Он вновь рассмеялся, но тут же сменил смех на ругань, зацепив очередной автопилот.

— Как вы меня нашли? Я сам контролировал выход к местам доступным обозрению Сетью! Когда хотел – видели, когда не желал, не видели, — спросил спокойно рассуждая, Иезекиль.

— Ты? Контролировал? – расхохотался Стив. – У меня для тебя новость: ни черты ты не контролировал. Словно загнанный зайчик метался с диким взглядом и поджатым хвостом, и исчезал ты буквально на пять-десять минут. Да, умело, да, ловко. Но не более того. Сеть тебя тут же находила и все вновь начиналось… Тут-то я и заинтересовался тобой, поскольку полиция тебя явно не трогает, а это о многом говорит. Кто же ты?

— Как вы меня вычислили? – повторил безучастно Иезекиль. Одна мысль неотступно в нем бурлила, сверля мозг насквозь.

— Это было не сложно, Франкенштейн, — получая экстаз от электронного наркотика, протянула Джанет. – Ты прыгал блошкой на большой ладони города миллиона глаз

— Ну как сказать, не так и просто, не уменьшай заслуги Филипса! – прервал её Стив. – Дело в том, что как ты знаешь, надеюсь, теперь весь программный код пишут сами машины, программисты лишь оформляют по правилам языка разметки так называемый запрос, передаваемый в компилятор Сети и она уже сама подбирает готовую реализацию с заданными пользователем функциями. Так вот, мы вбили тебя в базу, создали запрос, отправили. Естественно и ожидаемо получили отказ от предоставления, т.к. это полицейский хлеб. Далее, мы, т.е. я и мой друг Филипс, чуть-чуть напрягшись, дизассемблировали код отказа и получили твой уникальный генетический номер чипа.
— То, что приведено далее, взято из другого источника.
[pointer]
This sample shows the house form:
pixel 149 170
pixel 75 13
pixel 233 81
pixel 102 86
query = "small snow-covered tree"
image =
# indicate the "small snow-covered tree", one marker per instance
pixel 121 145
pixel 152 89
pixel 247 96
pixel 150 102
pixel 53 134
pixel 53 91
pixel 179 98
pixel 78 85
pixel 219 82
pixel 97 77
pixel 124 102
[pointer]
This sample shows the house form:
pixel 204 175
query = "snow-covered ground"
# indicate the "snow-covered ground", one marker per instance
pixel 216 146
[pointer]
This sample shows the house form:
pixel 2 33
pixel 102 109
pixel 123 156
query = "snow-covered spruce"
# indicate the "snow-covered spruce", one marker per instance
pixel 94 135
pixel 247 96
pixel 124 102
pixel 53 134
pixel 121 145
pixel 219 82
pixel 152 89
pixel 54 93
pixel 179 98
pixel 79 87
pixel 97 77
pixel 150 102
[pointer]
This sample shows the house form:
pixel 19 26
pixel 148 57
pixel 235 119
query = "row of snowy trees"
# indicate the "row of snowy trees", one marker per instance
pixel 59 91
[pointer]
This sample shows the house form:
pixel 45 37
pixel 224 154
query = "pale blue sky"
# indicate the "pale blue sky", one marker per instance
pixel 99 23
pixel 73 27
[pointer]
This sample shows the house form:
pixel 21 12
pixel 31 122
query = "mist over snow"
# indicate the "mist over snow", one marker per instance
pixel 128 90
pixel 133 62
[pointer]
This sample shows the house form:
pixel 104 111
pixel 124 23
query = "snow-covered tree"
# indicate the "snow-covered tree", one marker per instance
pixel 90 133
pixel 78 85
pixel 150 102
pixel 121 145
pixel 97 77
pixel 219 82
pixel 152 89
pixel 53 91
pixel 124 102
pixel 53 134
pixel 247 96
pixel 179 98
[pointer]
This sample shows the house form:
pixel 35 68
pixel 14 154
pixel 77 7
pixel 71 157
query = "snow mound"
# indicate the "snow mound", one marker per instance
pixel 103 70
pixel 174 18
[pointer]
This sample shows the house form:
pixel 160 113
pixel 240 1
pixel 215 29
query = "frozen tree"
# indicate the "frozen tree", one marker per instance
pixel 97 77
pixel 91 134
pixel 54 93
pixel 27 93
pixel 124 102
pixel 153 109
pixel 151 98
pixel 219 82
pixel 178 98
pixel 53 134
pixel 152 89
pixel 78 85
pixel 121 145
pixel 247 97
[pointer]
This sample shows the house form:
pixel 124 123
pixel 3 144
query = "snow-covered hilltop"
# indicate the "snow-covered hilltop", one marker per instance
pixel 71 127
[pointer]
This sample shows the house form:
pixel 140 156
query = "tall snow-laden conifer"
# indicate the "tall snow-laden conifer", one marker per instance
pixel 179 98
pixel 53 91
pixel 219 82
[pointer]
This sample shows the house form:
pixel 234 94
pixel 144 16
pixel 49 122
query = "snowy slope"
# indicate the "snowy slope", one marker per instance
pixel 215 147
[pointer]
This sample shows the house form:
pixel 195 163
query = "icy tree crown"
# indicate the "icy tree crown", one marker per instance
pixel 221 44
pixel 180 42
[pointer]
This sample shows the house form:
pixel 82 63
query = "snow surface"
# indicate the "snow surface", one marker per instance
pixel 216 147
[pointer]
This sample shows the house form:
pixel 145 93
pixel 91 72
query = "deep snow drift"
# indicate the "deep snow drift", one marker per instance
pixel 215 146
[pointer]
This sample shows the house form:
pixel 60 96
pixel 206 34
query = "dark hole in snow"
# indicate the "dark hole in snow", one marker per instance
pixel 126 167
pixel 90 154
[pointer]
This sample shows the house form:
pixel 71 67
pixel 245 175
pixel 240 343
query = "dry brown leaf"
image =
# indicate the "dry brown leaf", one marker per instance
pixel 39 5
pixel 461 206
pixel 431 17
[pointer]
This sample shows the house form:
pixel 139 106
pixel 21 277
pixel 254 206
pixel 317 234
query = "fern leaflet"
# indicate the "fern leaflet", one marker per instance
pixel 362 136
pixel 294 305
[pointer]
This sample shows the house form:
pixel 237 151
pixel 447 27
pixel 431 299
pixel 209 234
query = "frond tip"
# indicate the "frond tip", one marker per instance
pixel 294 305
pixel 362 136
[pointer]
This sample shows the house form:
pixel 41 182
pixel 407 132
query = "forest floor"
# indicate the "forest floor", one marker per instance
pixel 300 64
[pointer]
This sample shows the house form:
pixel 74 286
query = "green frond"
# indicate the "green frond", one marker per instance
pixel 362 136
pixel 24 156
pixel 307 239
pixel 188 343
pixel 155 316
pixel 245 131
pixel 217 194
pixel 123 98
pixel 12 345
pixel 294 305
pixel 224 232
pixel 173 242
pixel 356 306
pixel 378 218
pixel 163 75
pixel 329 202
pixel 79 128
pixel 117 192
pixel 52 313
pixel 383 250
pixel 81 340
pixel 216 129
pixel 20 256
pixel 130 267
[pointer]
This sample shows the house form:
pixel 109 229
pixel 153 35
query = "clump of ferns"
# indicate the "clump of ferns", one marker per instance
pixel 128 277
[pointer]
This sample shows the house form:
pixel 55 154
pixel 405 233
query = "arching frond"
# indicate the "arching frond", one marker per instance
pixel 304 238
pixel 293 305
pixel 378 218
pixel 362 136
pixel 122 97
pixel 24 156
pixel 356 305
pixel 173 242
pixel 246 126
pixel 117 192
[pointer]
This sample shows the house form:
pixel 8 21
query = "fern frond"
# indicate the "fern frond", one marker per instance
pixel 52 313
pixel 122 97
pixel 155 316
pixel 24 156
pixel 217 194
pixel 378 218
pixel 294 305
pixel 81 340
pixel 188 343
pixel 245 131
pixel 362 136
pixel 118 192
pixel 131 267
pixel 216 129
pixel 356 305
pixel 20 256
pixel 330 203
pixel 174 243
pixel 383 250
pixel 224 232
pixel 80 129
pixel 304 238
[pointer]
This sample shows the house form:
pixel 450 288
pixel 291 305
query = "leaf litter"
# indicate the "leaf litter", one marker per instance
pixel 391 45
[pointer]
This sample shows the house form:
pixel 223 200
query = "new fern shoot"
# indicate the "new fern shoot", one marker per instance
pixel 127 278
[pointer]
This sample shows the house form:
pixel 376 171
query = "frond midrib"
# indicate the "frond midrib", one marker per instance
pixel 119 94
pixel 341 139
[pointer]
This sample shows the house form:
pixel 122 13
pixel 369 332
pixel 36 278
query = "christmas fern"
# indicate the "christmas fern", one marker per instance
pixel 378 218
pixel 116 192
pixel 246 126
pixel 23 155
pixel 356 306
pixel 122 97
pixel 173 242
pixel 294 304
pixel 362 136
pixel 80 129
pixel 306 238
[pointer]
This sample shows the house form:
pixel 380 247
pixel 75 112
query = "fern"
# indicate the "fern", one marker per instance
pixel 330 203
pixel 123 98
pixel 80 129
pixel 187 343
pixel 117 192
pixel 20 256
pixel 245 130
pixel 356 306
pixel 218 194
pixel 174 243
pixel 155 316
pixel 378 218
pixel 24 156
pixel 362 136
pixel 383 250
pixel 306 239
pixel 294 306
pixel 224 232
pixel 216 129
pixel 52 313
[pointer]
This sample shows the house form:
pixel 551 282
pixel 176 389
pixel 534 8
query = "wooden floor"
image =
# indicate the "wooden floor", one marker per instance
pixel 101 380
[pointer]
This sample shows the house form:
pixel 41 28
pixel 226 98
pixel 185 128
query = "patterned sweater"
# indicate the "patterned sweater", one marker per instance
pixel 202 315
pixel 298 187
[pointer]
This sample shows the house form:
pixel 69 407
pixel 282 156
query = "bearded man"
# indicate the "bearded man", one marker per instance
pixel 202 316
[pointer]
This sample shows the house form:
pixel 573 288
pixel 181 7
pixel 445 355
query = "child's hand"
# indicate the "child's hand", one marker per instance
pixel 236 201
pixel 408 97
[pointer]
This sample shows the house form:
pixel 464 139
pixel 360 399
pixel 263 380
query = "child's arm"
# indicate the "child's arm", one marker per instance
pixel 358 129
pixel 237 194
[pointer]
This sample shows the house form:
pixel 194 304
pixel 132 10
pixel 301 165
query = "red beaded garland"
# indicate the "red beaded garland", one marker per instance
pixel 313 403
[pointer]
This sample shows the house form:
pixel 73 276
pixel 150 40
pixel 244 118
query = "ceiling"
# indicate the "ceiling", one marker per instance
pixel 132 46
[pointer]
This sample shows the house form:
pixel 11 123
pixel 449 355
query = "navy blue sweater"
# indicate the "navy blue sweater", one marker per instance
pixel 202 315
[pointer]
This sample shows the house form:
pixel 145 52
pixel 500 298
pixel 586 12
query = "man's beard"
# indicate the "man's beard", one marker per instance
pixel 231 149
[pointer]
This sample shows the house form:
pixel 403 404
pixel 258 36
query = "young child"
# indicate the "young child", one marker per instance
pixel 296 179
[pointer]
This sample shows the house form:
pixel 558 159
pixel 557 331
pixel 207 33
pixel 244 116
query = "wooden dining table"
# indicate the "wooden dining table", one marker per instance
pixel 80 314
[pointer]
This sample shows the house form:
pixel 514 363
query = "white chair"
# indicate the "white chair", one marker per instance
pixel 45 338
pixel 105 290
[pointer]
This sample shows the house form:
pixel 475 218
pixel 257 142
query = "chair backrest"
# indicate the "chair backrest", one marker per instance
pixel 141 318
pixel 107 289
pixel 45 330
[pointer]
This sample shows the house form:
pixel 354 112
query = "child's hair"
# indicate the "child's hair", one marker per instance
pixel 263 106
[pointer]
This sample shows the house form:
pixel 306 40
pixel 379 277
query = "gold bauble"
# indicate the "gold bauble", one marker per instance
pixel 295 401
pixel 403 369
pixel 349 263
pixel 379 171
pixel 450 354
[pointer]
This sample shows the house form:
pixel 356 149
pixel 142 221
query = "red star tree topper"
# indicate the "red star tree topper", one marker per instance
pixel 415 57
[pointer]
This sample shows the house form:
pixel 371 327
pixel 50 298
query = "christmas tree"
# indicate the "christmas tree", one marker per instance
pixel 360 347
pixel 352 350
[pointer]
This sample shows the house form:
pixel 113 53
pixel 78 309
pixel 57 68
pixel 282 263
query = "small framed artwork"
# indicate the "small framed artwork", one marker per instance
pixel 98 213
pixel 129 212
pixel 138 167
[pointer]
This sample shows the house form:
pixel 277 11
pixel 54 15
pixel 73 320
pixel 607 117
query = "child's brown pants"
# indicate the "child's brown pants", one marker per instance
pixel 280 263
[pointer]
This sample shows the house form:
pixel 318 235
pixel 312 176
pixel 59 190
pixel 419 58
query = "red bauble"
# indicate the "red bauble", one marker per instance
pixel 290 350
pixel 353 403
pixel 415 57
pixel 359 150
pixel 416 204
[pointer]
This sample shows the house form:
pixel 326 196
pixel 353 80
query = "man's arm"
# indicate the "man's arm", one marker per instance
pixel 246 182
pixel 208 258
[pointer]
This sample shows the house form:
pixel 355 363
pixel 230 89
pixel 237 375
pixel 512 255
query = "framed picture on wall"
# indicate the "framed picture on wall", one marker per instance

Дотошная точность машин – их слабая сторона. Самопальный позиционер привёл нас к тебе. Бинго! Эх, парень, надеюсь ты стоишь того! Потому что я влип из-за тебя очень глубоко. Из глубин проблема вынесет только волна пиара и пристального интереса публики, иначе и ты и я, да и она, чего уж таить, покойники…

— Я уже покойник, — равнодушно, словно подсказал время прохожему, произнёс Иезекиль. – Я холоден и равнодушен.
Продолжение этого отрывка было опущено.